Each pulse also has a “phase,” which describes whether the light waves oscillate in or out of step with the laser that zaps the OPO. The phase can be positive or negative, mimicking the up and down of a spin. As the pulses stream past, researchers measure their phases. They then use a very fast processor, which encodes the interaction constraints for the specific Ising model being analyzed, to calculate how the phases should change in order to lower the model’s total energy. When the pulses circle back through the OPO on the next lap, scientists apply feedback to nudge their phases one way or the other. “In nanoseconds you have to figure out what the feedback to the next pulse will be,” says Peter McMahon, an applied physicist at Stanford and lead author on one of the papers. After a few dozen laps, the phases evolve toward the ground state and stabilize.
Exactly how this happens remains a bit of a mystery, McMahon says. It appears crucial that each pulse start out in a quantum mechanical “squeezed state” in which its phase is, weirdly, both positive and negative at the same time, giving the system an inherent flexibility to search for solutions, he says.
Focusing on the basic technique, the Stanford group solved Ising models with up to 100 spins, using a conventional computer to check their work and see how close they were getting to ground state. Trying to scale up, the NTT group devised a 2000-spin system that solved a more limited group of problems. The devices aren’t perfect. As the number of spins grows, they most often don’t find the exact ground state, but only a low-energy approximation of it. However, for many purposes, that’s good enough, Yamamoto says.
Others have built Ising machines, too. Researchers at Hitachi Ltd. in Tokyo have built a device in which each spin is represented by a transistor whose voltage can be high or low. D-Wave Systems of Burnaby, Canada, has built a chip in which each spin is a tiny ring of superconducting metal in which current can run one way or the other—or, thanks to the weirdness of quantum mechanics, both ways at once. D-Wave claims, controversially, that its machine can solve the Ising model faster than an ordinary computer thanks to quantum effects, which enable it to “tunnel” directly from one possible arrangement of spins to another.
The optical Ising machines have a key advantage over the solid-state systems, says Hiroki Takesue, a physicist with the NTT group. In the Hitachi and D-Wave devices, the spins lie in a plane and only neighboring spins can interact directly. To mimic interactions with other, farther flung spins, a single spin in certain Ising problems has to be mapped onto a group of many spins on the chips. That reduces the size of the problems that the two companies’ devices can handle, to about 150 spins for the Hitachi system and a few dozen for the D-Wave chip, Takesue says. In contrast, by allowing any spin to interact with any other, the optical machines can directly encode arbitrary Ising models. “Already with 2000 spins there may be some applications” such as optimizing the use of bandwidth in Wi-Fi and cellphone networks, Takesue says.
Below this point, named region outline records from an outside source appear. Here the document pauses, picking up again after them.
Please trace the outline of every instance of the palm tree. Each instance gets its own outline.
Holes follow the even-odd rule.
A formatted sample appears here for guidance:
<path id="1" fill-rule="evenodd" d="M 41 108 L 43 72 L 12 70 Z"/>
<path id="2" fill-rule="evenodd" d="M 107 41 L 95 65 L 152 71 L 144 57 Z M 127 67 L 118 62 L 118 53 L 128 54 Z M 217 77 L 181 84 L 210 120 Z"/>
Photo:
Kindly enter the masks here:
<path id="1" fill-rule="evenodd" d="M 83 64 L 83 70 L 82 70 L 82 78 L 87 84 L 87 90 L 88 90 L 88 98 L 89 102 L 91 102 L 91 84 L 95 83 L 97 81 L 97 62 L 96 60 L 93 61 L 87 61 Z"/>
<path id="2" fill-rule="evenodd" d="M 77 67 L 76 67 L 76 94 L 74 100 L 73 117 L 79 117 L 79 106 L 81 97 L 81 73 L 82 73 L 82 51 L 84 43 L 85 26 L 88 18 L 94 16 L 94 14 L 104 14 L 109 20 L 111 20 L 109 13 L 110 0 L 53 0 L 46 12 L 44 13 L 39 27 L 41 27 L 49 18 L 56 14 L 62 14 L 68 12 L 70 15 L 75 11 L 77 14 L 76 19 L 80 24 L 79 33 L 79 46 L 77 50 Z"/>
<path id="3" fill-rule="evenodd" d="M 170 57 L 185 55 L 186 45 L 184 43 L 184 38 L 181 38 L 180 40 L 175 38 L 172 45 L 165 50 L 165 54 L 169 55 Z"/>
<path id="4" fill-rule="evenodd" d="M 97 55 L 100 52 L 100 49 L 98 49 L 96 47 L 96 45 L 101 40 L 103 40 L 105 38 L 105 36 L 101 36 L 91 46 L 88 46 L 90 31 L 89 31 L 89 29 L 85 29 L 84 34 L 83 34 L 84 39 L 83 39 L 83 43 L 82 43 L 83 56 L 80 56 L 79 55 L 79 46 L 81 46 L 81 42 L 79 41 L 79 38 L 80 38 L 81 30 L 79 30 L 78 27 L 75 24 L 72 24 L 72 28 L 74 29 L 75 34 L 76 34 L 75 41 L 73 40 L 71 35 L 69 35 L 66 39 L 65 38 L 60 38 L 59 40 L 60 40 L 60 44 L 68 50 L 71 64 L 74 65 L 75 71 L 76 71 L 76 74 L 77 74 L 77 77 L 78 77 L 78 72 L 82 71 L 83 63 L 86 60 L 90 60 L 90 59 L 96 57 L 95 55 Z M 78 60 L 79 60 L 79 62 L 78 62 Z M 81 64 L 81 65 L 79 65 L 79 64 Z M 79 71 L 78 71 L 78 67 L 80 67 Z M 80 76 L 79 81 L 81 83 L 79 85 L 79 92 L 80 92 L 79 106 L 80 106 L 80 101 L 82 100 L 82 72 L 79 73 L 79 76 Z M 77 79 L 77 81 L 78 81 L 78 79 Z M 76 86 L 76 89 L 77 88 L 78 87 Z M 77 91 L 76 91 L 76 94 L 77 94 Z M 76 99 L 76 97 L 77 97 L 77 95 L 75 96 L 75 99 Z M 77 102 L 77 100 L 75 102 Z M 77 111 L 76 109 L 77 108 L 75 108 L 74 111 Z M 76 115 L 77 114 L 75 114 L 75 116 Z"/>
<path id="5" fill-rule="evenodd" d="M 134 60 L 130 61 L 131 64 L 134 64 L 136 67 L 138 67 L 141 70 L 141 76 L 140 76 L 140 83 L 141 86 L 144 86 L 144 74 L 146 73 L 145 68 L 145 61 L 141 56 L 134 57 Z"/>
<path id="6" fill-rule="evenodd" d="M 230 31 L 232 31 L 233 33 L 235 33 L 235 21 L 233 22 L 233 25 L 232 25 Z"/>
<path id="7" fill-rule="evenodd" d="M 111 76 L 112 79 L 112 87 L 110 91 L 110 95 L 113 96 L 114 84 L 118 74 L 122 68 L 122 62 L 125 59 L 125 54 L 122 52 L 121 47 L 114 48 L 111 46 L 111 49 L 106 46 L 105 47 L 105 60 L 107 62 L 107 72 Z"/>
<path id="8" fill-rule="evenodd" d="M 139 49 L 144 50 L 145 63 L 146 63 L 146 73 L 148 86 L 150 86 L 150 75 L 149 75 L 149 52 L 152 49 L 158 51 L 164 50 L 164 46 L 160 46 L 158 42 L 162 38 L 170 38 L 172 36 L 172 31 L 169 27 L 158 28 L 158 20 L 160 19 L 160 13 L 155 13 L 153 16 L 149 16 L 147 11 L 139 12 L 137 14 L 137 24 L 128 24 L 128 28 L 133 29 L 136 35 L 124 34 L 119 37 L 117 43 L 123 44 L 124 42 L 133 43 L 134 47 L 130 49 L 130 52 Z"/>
Some researchers say it isn’t clear the Ising machines can best their primary competitors—conventional computers. “What is the case that you’re going to do something faster this way than you could do it using just an ordinary digital computer?” says Scott Aaronson, a computer scientist at the University of Texas in Austin. “I never saw that satisfactorily addressed anywhere, and it’s certainly not addressed in the present papers.”
The researchers are working on such comparisons, which can be difficult. At least on one problem, the NTT machine seems to be 50 times faster than an ordinary computer, Takesue says. In the meantime, the teams are developing a compact version of the device that could be commercialized. They are also trying to make it accessible for other researchers to use remotely. “Sometime next year,” Yamamoto says, “we will be able to connect our device to the internet.”